Context Switches: What Actually Happens

18 Nov 2024 A context switch is the mechanism that lets the OS multitask. Tags: OS, CPU, linux

A context switch is what happens when the OS takes one process off the CPU and puts another one on. It happens constantly, thousands of times per second, and your programs never notice because the whole point is that it looks seamless.

why context switches exist

CPUs don't multitask on their own, they execute one instruction stream at a time (per core). The OS creates the illusion of parallelism by rapidly switching between processes, giving each one a time slice of maybe 1-10 milliseconds, executing its instructions, then saving its state and loading the next process's state. Do this fast enough and it looks like everything runs at the same time.

what gets saved

A process's execution state lives in CPU registers, and when the OS switches away from a process it needs to save all of them: general purpose registers (rax, rbx, rcx on x86-64), the instruction pointer (rip, which says where execution was), the stack pointer (rsp), flags register, floating point and SIMD registers (SSE, AVX), and the memory mappings reference (CR3 on x86, which points to the page tables).

All of this gets saved to the process's kernel data structure (the task_struct on Linux), and the incoming process's saved state gets loaded into the CPU registers.
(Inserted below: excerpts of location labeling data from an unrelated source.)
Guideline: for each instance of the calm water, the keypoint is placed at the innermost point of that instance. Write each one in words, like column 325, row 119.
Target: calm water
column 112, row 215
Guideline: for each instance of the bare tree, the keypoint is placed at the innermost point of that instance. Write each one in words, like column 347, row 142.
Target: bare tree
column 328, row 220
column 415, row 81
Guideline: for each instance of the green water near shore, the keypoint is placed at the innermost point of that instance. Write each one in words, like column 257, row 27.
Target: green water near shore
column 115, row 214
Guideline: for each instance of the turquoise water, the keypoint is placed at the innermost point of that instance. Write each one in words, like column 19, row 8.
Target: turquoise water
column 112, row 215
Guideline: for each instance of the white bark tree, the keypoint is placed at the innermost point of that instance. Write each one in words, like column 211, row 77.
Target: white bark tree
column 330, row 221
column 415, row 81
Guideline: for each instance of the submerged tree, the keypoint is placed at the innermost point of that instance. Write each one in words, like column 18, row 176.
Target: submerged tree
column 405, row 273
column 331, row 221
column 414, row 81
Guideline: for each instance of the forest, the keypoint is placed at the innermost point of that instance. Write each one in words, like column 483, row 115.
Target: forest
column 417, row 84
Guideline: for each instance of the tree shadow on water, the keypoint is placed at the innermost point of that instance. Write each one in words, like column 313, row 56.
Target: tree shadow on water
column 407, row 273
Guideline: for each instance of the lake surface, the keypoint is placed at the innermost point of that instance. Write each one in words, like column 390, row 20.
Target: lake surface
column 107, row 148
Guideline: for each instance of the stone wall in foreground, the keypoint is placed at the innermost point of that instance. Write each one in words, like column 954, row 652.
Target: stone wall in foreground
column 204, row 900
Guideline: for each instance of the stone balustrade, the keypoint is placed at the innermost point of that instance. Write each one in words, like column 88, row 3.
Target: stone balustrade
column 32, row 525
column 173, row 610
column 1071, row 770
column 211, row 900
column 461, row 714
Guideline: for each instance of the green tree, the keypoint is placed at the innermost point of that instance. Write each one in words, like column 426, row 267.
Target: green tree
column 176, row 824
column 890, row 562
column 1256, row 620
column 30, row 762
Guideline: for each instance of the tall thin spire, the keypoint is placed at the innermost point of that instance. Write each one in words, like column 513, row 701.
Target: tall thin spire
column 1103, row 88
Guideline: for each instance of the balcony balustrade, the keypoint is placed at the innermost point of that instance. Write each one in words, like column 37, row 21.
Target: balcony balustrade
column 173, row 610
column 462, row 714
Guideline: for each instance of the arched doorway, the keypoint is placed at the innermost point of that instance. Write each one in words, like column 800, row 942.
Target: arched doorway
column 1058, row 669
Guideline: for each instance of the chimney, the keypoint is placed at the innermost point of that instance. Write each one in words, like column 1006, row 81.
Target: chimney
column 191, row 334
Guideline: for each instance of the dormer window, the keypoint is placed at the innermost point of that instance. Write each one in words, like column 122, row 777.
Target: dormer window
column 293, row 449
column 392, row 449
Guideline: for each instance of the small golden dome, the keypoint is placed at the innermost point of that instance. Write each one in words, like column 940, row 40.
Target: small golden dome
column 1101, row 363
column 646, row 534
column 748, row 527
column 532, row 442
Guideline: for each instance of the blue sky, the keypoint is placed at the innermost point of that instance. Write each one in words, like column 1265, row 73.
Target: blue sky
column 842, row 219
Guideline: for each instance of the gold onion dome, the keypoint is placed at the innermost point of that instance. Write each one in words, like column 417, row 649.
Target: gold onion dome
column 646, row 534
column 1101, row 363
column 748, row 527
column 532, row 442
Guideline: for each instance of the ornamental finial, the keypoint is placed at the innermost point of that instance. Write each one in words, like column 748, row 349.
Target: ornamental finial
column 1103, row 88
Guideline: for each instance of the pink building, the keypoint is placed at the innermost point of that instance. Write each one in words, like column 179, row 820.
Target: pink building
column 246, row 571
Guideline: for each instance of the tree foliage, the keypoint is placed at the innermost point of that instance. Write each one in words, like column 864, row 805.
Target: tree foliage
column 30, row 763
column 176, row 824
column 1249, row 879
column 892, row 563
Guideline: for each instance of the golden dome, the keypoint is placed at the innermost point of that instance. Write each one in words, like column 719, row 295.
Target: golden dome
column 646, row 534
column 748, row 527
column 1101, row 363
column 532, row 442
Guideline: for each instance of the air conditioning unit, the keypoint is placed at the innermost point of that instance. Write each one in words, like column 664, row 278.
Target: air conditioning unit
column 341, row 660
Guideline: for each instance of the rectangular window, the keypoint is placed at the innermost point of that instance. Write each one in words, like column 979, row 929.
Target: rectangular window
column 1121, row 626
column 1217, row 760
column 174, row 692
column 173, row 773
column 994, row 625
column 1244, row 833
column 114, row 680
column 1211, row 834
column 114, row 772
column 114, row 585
The CPU then continues executing from wherever the new process left off.

what actually happens step by step

The timer interrupt fires (or the process yields, or it blocks on I/O), the CPU traps to the kernel, the scheduler picks the next process, the kernel saves current registers to the outgoing task_struct, loads registers from the incoming task_struct, switches the page tables by writing CR3 (which changes the entire virtual memory mapping), flushes TLB entries that are no longer valid, and returns to user space where the new process resumes as if nothing happened.

Process A running
  -> timer interrupt fires
  -> save A's registers to A's task_struct
  -> scheduler picks Process B
  -> load B's registers from B's task_struct
  -> switch page tables (CR3)
  -> flush TLB
  -> Process B is now running

The key thing is that the process doesn't know. It saved no state, it called no function. The kernel did everything while the process wasn't looking.

the cost

Context switches aren't free. The direct cost is saving and restoring register state, which is maybe a few hundred nanoseconds. But the indirect cost is worse: the TLB gets flushed (partially or fully) because the new process has different page tables, so the first memory accesses after the switch take page table walks instead of TLB hits. The CPU caches (L1, L2) are now full of the old process's data, and the new process suffers cache misses until it warms them up. Branch predictors trained on the old process's code are useless for the new process.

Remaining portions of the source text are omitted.